Source: rec.puzzles, Original, Henry Ernest Dudeny.
Solutions were received only from
Feel free to keep sending solutions. Perhaps yours can improve upon these?
Draw a circle (c) with center O.
A diameter through O cuts (c) at the points A and B.
Draw the perpendicular bisector of AB which cuts (c) at the points C and D.
ABCD is a square.
Here is a solution giving a square of side 2 and a square of area 2.
Draw a circle (c) of center O and radius 2.
Draw a point Q on (c).
Determine on (c) the points J and K such as QJ = QK = 2.

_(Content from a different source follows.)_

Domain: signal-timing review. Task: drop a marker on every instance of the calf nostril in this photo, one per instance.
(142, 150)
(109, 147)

Determine on (c) the point L such that JL=2.
The circles of centers J and L meet at O and O'.
OO' which is the perpendicular bisector of JL, cuts (c) at the point S.
Square of side 2:
Draw the circles of centers Q and S with radius 2.
They meet at a point T symmetrical of O about QS.
OSTQ is a square of side 2.
Square of area 2:
JK and QS meet at P.
Determine the point R on JK such as PR = 2.
OPQR is a square whose the diagonals are perpendicular and
equal to 2. The area of this square is equal to 2.
Draw a circle (c) with center A and radius 1.
Draw B on (c).
The circle of center B and radius 1, cuts (c) at C and D.
The circle of center C and radius 1, cuts (c) at B and E.
The circles of centers D and E with radius equal to DC = EB = sqrt(3)
meet themselves at F.
The circle of center D and radius AF = sqrt(2) cuts (c)
at G on the middle of the arch CB.
The circles of centers D and G and radius 1 cut at H.
ADHG is a square of side 1.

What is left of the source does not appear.